All voice recognition software—and there are many of them—cater to one crying need: a human being’s unslaked craving to be heard and understood.
The second, more practical service that these products offer is the freedom from typing on the keyboard. They all succeed to varying capacities.
Apple has its own inbuilt voice recognition software, which, frankly, sucks. Google Chrome offers voice recognition, activated by pressing the function key twice—to a slightly better degree. Siri, Amazon Echo and Microsoft Cortana all transcribe voices into words on mobile devices.
Of the lot, Dragon is the most advanced with respect to transcribing. It has customized versions for lawyers, doctors and regular folks. And it works. This entire article has been dictated using Dragon Dictate software.
There is a reason why virtual assistants are a virtual reality these days. Perhaps it has to do with power—we all want someone who will hang on to our every word. Perhaps it is also because of an infantile desire for someone to “look after” our chores—which, in this age, are largely digital.
We want someone to answer emails, type out memos and compose text. This infantile desire converges with the need to be all grown up like our fathers: have an office, a secretary, or at least a digital one. Or perhaps it is simply a ruse by product companies—who after all, make money by creating products and apps that we may or may not need.
There are scores of them. An app called Accompany pretends to be the handler that whispers key information in your ear before a meeting. Others like Skedool become time and appointment managers. A third category aspires to be the stenographer—that endangered species who we see in old movies or photos of our grandfather’s office.
You know the type? A lady called Nancy, clad in a tight grey skirt or sari, silently entering the inner sanctum of the office, carefully recording every pearl of wisdom that emerges from the boss’s mouth, then typing it for posterity.
Well, Dragon Dictate is a voice recognition software that aims to offer that service: a stenographer and a transcriber rolled into one. The name is a bit of an oxymoron. You don’t want a dragon as your stenographer. You want a mute admiring slave.
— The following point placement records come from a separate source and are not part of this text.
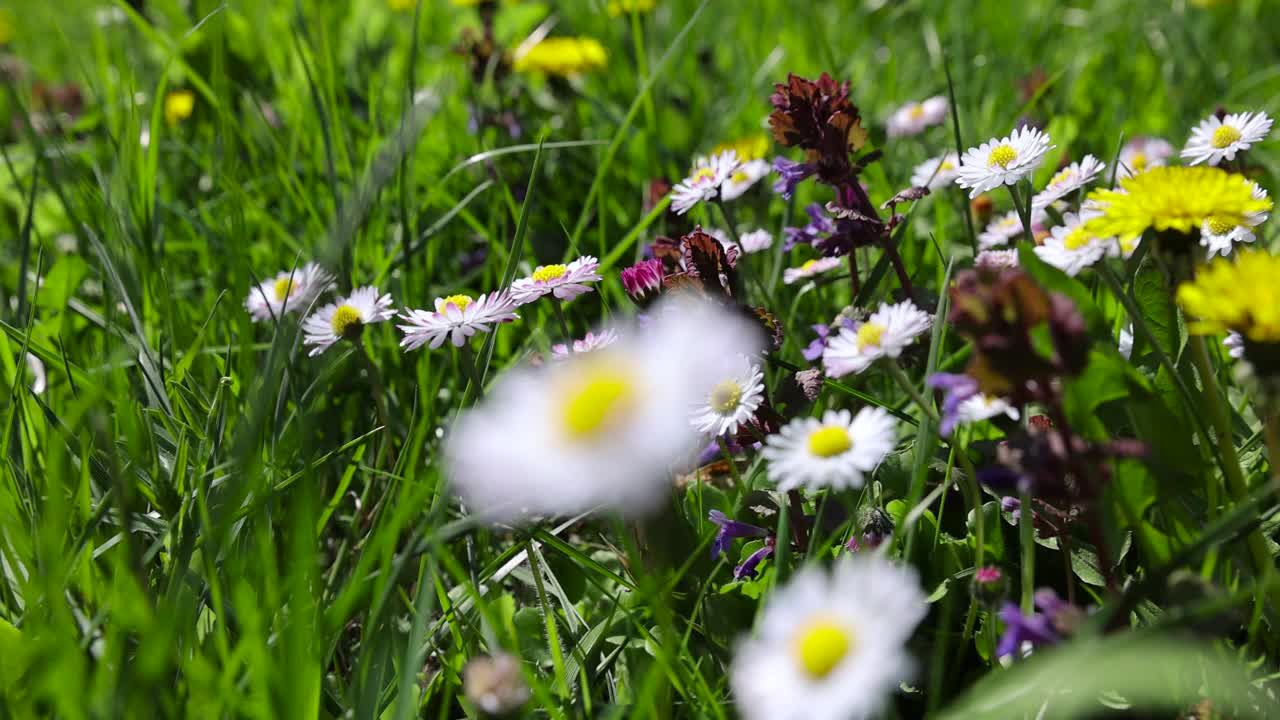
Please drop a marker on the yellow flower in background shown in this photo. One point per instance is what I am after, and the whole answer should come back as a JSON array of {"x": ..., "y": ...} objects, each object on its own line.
[
  {"x": 749, "y": 147},
  {"x": 1173, "y": 199},
  {"x": 627, "y": 7},
  {"x": 563, "y": 57},
  {"x": 1242, "y": 296},
  {"x": 178, "y": 105}
]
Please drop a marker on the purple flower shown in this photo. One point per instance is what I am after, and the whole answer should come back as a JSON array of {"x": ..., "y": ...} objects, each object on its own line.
[
  {"x": 792, "y": 174},
  {"x": 959, "y": 387},
  {"x": 748, "y": 568},
  {"x": 643, "y": 279},
  {"x": 728, "y": 531}
]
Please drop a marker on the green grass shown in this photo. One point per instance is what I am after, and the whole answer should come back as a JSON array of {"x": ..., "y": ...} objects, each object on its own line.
[{"x": 196, "y": 519}]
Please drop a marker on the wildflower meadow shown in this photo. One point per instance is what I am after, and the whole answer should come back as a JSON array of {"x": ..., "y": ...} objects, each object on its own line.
[{"x": 778, "y": 360}]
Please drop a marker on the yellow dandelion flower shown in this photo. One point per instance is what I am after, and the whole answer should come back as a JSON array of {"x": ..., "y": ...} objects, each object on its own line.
[
  {"x": 1242, "y": 296},
  {"x": 627, "y": 7},
  {"x": 749, "y": 147},
  {"x": 1173, "y": 199},
  {"x": 178, "y": 105},
  {"x": 563, "y": 57}
]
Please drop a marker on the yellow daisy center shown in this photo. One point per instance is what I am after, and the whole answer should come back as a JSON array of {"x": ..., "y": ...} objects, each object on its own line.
[
  {"x": 1224, "y": 136},
  {"x": 1001, "y": 155},
  {"x": 346, "y": 320},
  {"x": 1219, "y": 224},
  {"x": 821, "y": 646},
  {"x": 869, "y": 335},
  {"x": 460, "y": 301},
  {"x": 830, "y": 441},
  {"x": 726, "y": 396},
  {"x": 595, "y": 400},
  {"x": 283, "y": 287},
  {"x": 549, "y": 272}
]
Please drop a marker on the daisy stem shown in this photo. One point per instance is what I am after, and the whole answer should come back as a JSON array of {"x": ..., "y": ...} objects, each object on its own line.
[{"x": 905, "y": 382}]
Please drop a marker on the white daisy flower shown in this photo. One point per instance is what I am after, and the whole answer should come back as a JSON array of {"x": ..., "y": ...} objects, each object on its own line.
[
  {"x": 709, "y": 174},
  {"x": 598, "y": 431},
  {"x": 757, "y": 241},
  {"x": 1234, "y": 345},
  {"x": 744, "y": 177},
  {"x": 1002, "y": 162},
  {"x": 563, "y": 282},
  {"x": 983, "y": 408},
  {"x": 885, "y": 335},
  {"x": 831, "y": 646},
  {"x": 809, "y": 269},
  {"x": 914, "y": 117},
  {"x": 1216, "y": 140},
  {"x": 732, "y": 401},
  {"x": 996, "y": 259},
  {"x": 1220, "y": 236},
  {"x": 1141, "y": 154},
  {"x": 589, "y": 342},
  {"x": 937, "y": 172},
  {"x": 289, "y": 291},
  {"x": 346, "y": 318},
  {"x": 1070, "y": 249},
  {"x": 457, "y": 317},
  {"x": 833, "y": 452},
  {"x": 1069, "y": 180}
]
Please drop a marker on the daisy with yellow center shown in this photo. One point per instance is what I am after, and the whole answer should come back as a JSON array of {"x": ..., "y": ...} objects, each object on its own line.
[
  {"x": 837, "y": 451},
  {"x": 1173, "y": 199},
  {"x": 597, "y": 431},
  {"x": 1216, "y": 140},
  {"x": 809, "y": 269},
  {"x": 1002, "y": 160},
  {"x": 289, "y": 291},
  {"x": 346, "y": 319},
  {"x": 562, "y": 57},
  {"x": 936, "y": 173},
  {"x": 732, "y": 401},
  {"x": 709, "y": 174},
  {"x": 914, "y": 118},
  {"x": 456, "y": 318},
  {"x": 885, "y": 335},
  {"x": 1242, "y": 296},
  {"x": 831, "y": 645},
  {"x": 563, "y": 282}
]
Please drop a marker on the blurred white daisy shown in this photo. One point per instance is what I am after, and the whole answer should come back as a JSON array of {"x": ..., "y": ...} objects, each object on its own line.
[
  {"x": 1070, "y": 247},
  {"x": 598, "y": 431},
  {"x": 809, "y": 269},
  {"x": 996, "y": 259},
  {"x": 885, "y": 335},
  {"x": 914, "y": 117},
  {"x": 836, "y": 451},
  {"x": 831, "y": 646},
  {"x": 1141, "y": 154},
  {"x": 289, "y": 291},
  {"x": 732, "y": 401},
  {"x": 457, "y": 318},
  {"x": 1216, "y": 140},
  {"x": 563, "y": 282},
  {"x": 1221, "y": 235},
  {"x": 589, "y": 342},
  {"x": 744, "y": 177},
  {"x": 936, "y": 173},
  {"x": 983, "y": 408},
  {"x": 755, "y": 241},
  {"x": 1069, "y": 180},
  {"x": 1002, "y": 162},
  {"x": 346, "y": 318},
  {"x": 705, "y": 181}
]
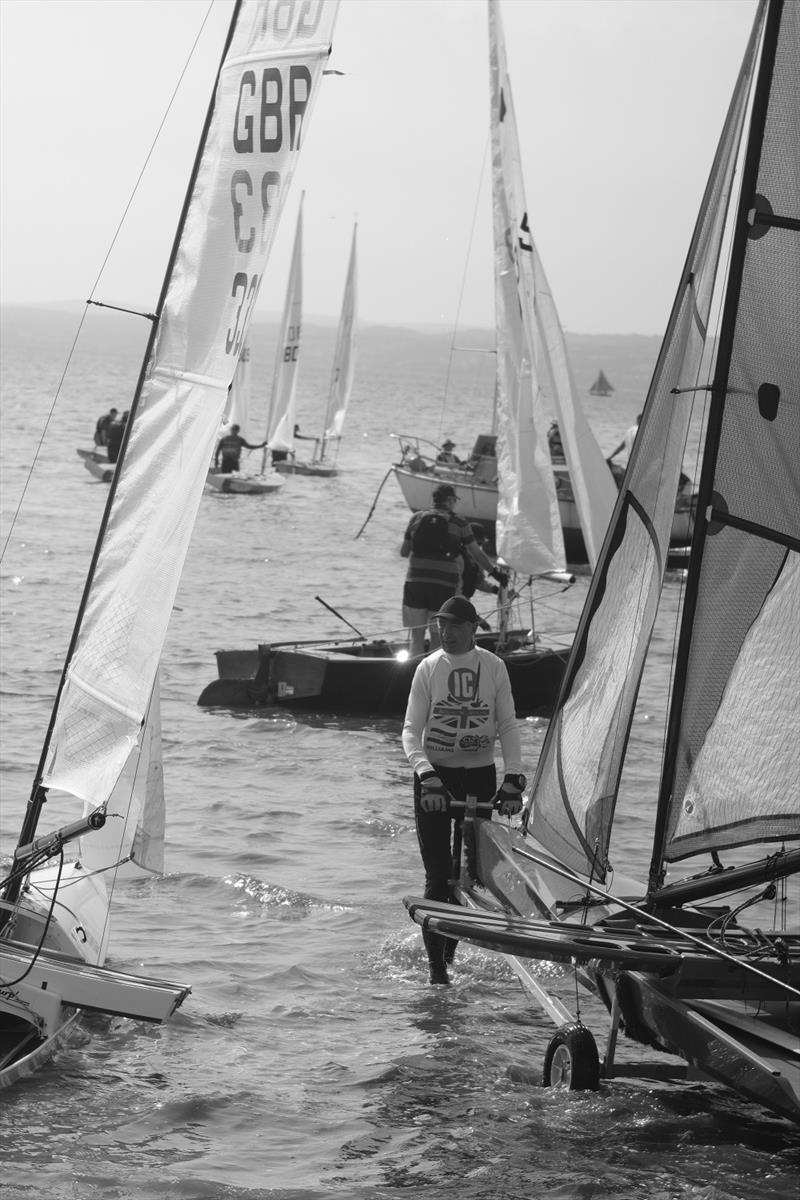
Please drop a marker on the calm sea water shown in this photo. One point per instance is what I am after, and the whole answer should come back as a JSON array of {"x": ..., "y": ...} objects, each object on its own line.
[{"x": 312, "y": 1060}]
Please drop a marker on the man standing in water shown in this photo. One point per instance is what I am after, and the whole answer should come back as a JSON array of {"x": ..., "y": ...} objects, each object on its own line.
[{"x": 459, "y": 705}]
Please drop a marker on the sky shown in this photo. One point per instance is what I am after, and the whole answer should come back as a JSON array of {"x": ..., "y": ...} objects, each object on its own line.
[{"x": 619, "y": 106}]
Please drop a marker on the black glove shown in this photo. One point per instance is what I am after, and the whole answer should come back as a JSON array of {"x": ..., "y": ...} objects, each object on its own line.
[
  {"x": 433, "y": 793},
  {"x": 509, "y": 798}
]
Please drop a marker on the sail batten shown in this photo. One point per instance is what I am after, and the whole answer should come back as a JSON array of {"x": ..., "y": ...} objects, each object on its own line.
[{"x": 533, "y": 371}]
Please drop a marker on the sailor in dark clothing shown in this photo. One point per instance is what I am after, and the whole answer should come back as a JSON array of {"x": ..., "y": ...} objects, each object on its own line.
[
  {"x": 101, "y": 429},
  {"x": 114, "y": 435},
  {"x": 229, "y": 449}
]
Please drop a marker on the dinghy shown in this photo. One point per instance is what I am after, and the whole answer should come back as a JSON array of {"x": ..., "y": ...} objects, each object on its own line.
[
  {"x": 374, "y": 675},
  {"x": 601, "y": 387},
  {"x": 701, "y": 959},
  {"x": 102, "y": 737}
]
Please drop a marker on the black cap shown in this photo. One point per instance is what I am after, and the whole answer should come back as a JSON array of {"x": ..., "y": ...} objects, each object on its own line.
[{"x": 458, "y": 609}]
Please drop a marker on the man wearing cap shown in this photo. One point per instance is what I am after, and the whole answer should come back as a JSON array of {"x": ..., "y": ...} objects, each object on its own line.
[
  {"x": 459, "y": 705},
  {"x": 433, "y": 574},
  {"x": 446, "y": 453}
]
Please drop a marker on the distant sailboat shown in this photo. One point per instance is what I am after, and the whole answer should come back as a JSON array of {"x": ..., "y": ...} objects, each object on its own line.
[
  {"x": 281, "y": 419},
  {"x": 338, "y": 395},
  {"x": 601, "y": 387}
]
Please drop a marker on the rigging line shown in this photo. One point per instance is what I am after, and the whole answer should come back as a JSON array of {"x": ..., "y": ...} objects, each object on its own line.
[
  {"x": 98, "y": 276},
  {"x": 150, "y": 151},
  {"x": 10, "y": 983},
  {"x": 373, "y": 504},
  {"x": 463, "y": 285}
]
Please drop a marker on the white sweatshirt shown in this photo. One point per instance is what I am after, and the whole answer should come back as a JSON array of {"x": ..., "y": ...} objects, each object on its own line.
[{"x": 458, "y": 706}]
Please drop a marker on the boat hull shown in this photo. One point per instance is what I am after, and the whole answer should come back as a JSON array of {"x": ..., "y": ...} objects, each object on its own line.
[
  {"x": 319, "y": 469},
  {"x": 373, "y": 677},
  {"x": 235, "y": 484},
  {"x": 725, "y": 1021},
  {"x": 479, "y": 502}
]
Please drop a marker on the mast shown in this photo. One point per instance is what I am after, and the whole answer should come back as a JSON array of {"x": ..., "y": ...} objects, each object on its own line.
[
  {"x": 38, "y": 795},
  {"x": 709, "y": 511},
  {"x": 200, "y": 322}
]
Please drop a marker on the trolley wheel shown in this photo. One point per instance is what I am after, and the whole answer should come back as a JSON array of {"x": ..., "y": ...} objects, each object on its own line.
[{"x": 572, "y": 1061}]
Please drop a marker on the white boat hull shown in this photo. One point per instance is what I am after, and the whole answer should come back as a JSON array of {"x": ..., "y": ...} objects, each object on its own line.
[
  {"x": 479, "y": 502},
  {"x": 322, "y": 469},
  {"x": 235, "y": 484},
  {"x": 476, "y": 502}
]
Dragon Dictate Professional Individual for Mac claims to transfer dictated words into prose on your computer. It is supposed to work with multiple applications, but it does best with Microsoft Word.
Once you get over the self-consciousness of dictating loudly to your computer, the whole thing works quite magically. If you are of that ilk who can collect your thoughts into coherent sentences, this software will, if not change your life, at least improve it measurably. Everyone who fears carpal tunnel syndrome ought to give this a try.
The software forces you to enunciate clearly, which in turn requires that you crystallize your sentences into well-articulated paragraphs without the customary hemming and hawing that we all do.
Just when you are riding high on the wave of words springing out of your mouth and magically transforming into script on your computer, the software crashes like a kid after a sugar high, leaving you, much like the kid, irritated, frustrated and near tears. Which is to say that this software that encourages you to dictate ends up dictating the terms of engagement. Saving your manuscript often is a requirement.
The other issue has to do with your office environment. If you sit in a cubicle surrounded by other people, it seems kind of strange to be dictating into your computer. You would have to whisper for fear of disturbing your colleagues, which would defeat the purpose. All of which plays into the fantasy that in order to afford a stenographer—either in software or human form—you need a corner office, or at least an office with a shuttable door.
Dragon lists Indian as one of the accents that it understands. It actually does so surprisingly well. Once you get used to a particular form of dictating, using words such as “comma” or “full stop” to punctuate your sentences, you can free your hands and do calisthenics if you so wish.
Dictating in a noiseless environment helps the software grab your words a tad easier. The company sells a headset for improved clarity. I found that simply dictating into the internal microphone of my computer works just as well. I spoke in my normal Indian accent. Dragon understood pretty much every word.
Indian names, however, are a huge challenge, particularly multisyllabic south Indian ones like Subramaniam and Parthasarathy, which my software transcribed to “super money am”, and “part society”, respectively.
There are ways that you can increase its vocabulary to include Indian ingredients, names and rituals. That takes time and commitment, which is another way of saying that you need to figure out if you are in it for the long haul.
The real problem that I had was with Apple’s latest software update—Sirius, which aims to bring Siri to your desktop. Frankly, I wish I had not downloaded it because Siri took an instant dislike to my Dragon. Like squabbling colleagues or a marriage that fell apart, they each bulldozed and gridlocked the other from working. I finally had to close Sirius to work with Dragon.
Nuance offers a variety of speech recognition choices under Dragon that can be downloaded.
The latest Mac version for individuals retails for $300.
If you are queasy about speaking to a computer, you should try the free Dragon downloads that are available for mobile devices. They allow you to dictate into your phone or tablet without shelling out a few hundred bucks. Once you get comfortable with formulating ideas and then dictating them, you may want to spring for the professional version.
After all, the older you get, the less you would want to risk your wrists. Finding a software sonographer could be a wonderful option.